Learning Graphical Models
Encouraging metric-aware diversity in contrastive representation space
In cooperative Multi-Agent Reinforcement Learning (MARL), agents that share policy network parameters often learn similar behaviors, which hinders effective exploration and can lead to suboptimal cooperative policies. Recent advances have attempted to promote multi-agent diversity by leveraging the Wasserstein distance to increase policy differences. However, these methods cannot effectively encourage diverse policies due to ineffective Wasserstein distance caused by the policy similarity.
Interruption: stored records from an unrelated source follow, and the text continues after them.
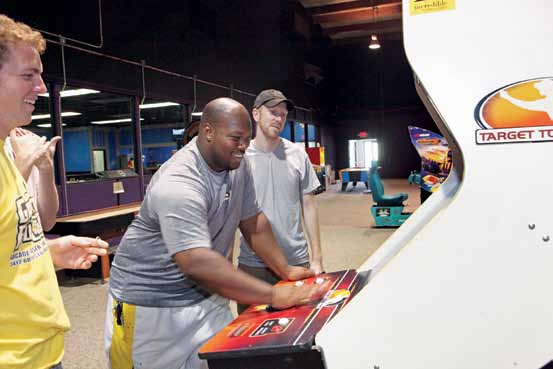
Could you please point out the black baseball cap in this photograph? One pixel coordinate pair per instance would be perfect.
(271, 98)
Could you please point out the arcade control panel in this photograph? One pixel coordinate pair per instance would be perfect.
(262, 337)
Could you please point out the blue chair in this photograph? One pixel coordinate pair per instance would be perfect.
(379, 197)
(388, 209)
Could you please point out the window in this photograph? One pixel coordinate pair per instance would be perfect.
(162, 127)
(362, 153)
(299, 134)
(313, 135)
(95, 121)
(287, 131)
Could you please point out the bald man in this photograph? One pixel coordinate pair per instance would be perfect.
(170, 278)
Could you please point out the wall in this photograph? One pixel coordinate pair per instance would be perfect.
(397, 156)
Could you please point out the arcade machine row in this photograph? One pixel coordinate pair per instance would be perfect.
(466, 281)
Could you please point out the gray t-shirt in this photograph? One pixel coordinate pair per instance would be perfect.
(187, 205)
(282, 177)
To address this limitation, we propose Wasserstein Contrastive Diversity (WCD) exploration, a novel approach that promotes multi-agent diversity by maximizing the Wasserstein distance between the trajectory distributions of different agents in a latent representation space. To make the Wasserstein distance meaningful, we propose a novel next-step prediction method based on Contrastive Predictive Coding (CPC) to learn distinguishable trajectory representations. Additionally, we introduce an optimized kernel-based method to compute the Wasserstein distance more efficiently. Since the Wasserstein distance is inherently defined for two distributions, we extend it to support multiple agents, enabling diverse policy learning. Empirical evaluations across a variety of challenging multi-agent tasks demonstrate that WCD outperforms existing state-of-the-art methods, delivering superior performance and enhanced exploration.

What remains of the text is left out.